CHEMICAL ENGINEERING TRANSACTIONS  
 

VOL. 56, 2017 

A publication of 

 

The Italian Association 
of Chemical Engineering 
Online at www.aidic.it/cet 

Guest Editors: Jiří Jaromír Klemeš, Peng Yen Liew, Wai Shin Ho, Jeng Shiun Lim 
Copyright © 2017, AIDIC Servizi S.r.l., 

ISBN 978-88-95608-47-1; ISSN 2283-9216 

Investigation of Green Assessment Criteria and Sub-criteria 

for Public Hospital Building Development in Malaysia 

Shaza Rina Sahamir*,a, Rozana Zakariaa, Gamal Alqaifia, Nur Izieadiana Abidina, 

Raja Rafidah Raja Muhd Rooshdib 

aFaculty of Civil Engineering, Universiti Teknologi Malaysia, UTM, 81310 Johor Bahru, Johor, Malaysia 
bFaculty of Architecture, Planning and Surveying, Universiti Teknologi Mara, UiTM, 40450 Shah Alam, Selangor, Malaysia 

rinashaza@gmail.com  

Malaysia as a developing country has extreme motives towards sustainable development as a lifestyles practice, 

thus the need to prepare for the change is required. The implementations of sustainability have become 

important initiatives discussed and undertaken by both private and public sector dealing with residential and 

non-residential buildings including hospital buildings. A hospital, healthcare facility, has been upgraded from 

essential to very essential in the context of Sustainable City. Buildings are known as human habitat and shelter. 

Peoples’ health and the environment condition are highly influenced by the way the buildings have been 

designed, constructed and operated. Compared to other building types, the 24 hours’ scenario use of healthcare 

buildings have a particular large impact on the environment. The problems created by rampant urbanisation are 

among the most important challenges recently. Thus, the development of green hospital is important in order to 

create a healthy lifestyle that viable economically, environmentally and socially. The investigation of green 

assessment main criteria and sub criteria for public hospital building development in Malaysia is the primary aim 

for this research. Healthcare buildings’ essential criteria of existing green rating systems worldwide and the 

difference between each criterion compared to Malaysian green rating system all are compiled. Guideline and 

existing tools are thoroughly reviewed, analysed and divided according to similar categories covers all aspect 

of building design, construction and operation. The data then will be analysed using content analysis in order to 

identify the various sub criteria to hospital buildings development. The results from the analysis demonstrate a 

set of assessment criteria for green public hospital building corresponding to Malaysia’s scale. 

1. Introduction 

Green assessment system basically refers to the processes that are environmentally responsible and resource-

efficient throughout a building’s life-cycle; from inception to the demolition stage.

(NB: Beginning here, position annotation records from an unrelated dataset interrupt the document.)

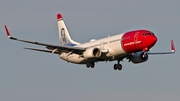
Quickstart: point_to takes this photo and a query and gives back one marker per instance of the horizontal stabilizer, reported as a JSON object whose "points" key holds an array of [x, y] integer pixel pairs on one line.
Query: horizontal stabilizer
{"points": [[171, 52]]}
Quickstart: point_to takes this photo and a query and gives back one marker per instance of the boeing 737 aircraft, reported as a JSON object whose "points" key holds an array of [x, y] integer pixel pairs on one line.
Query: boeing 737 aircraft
{"points": [[133, 45]]}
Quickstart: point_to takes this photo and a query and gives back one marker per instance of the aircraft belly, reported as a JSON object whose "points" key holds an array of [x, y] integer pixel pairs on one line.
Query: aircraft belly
{"points": [[73, 58]]}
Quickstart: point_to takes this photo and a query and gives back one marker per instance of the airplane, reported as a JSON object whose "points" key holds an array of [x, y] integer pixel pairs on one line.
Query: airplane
{"points": [[132, 45]]}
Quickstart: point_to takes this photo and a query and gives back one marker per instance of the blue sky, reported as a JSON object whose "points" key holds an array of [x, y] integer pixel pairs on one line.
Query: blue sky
{"points": [[28, 75]]}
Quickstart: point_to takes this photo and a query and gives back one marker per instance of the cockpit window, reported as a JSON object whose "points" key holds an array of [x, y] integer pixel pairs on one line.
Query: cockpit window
{"points": [[148, 34]]}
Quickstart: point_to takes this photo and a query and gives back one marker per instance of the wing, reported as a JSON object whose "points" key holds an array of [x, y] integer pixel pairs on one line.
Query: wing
{"points": [[51, 48], [171, 52]]}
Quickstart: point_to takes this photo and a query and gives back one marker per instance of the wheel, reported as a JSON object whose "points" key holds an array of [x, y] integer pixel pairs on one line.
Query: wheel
{"points": [[115, 66], [88, 65], [119, 67]]}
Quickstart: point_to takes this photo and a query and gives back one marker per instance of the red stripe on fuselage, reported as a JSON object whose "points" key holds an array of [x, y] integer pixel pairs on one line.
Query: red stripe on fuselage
{"points": [[138, 40]]}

The ultimate goal for the green 

assessment system is to generate sustainable building practice that expands and complements the classical 

building design concerns of economy, society and environment. Although it has been discussed widely as an 

initiative to offer many benefits to the buildings recently, yet the issues on effectiveness are still in on-going 

debate from past to present. This is proven in the study conducted by Newsham et al. (2009), who has reported 

that Leadership in Energy and Environmental Design (LEED) - certified buildings, used more energy compared 

to non-LEED counterparts. It has been followed by Scofield (2013), mentioned that LEED-certified buildings did 

not show a significant reduction either on the energy consumption or greenhouse gas emission as compared to 

non-certified LEED buildings. In addition, in the Malaysian context, Huat and Akasah (2011), found that a few 

accredited green buildings did not perform as per stated design specifications after the post-occupancy 

assessment. As things stand, there is an initiative taken by Mustapha et al. (2015), who have conducted a study 

on the improvement of assessment system by using a new tool to assess the greenness and still at the same 

time the coverage was in the context of using the existing green elements which is similar with existing green 

assessment systems. A new Green Index has been developed as a quantitative green performance indicator 

as a result for their study.  

                               
 
 

 

 
   

                                                  
DOI: 10.3303/CET1756052

 
 
 
 
 
 
 
 
 
 
 
 
 
 
 
 
 
 
 
 
 
 
 
 
 
 
 
 
 
 
 
 
 
 
 
 
 
 
 
 
 
 
 
 
 
 
 
 
 
 
 
 
 
 
 
 
 
 
 
 

Please cite this article as: Sahamir S.R., Zakaria R., Alqaifi G., Abidin N.I.A., Rooshdi R.R.R.M., 2017, Investigation of green assessment 
criteria and sub-criteria for public hospital building development in malaysia, Chemical Engineering Transactions, 56, 307-312  
DOI:10.3303/CET1756052   

307



2. Hospital sustainability 

Hospital industry has known as a relatively complex development. It is sensibly known as complex buildings 

with many unique requirements from the initial business viewpoints until the types of facilities provided. 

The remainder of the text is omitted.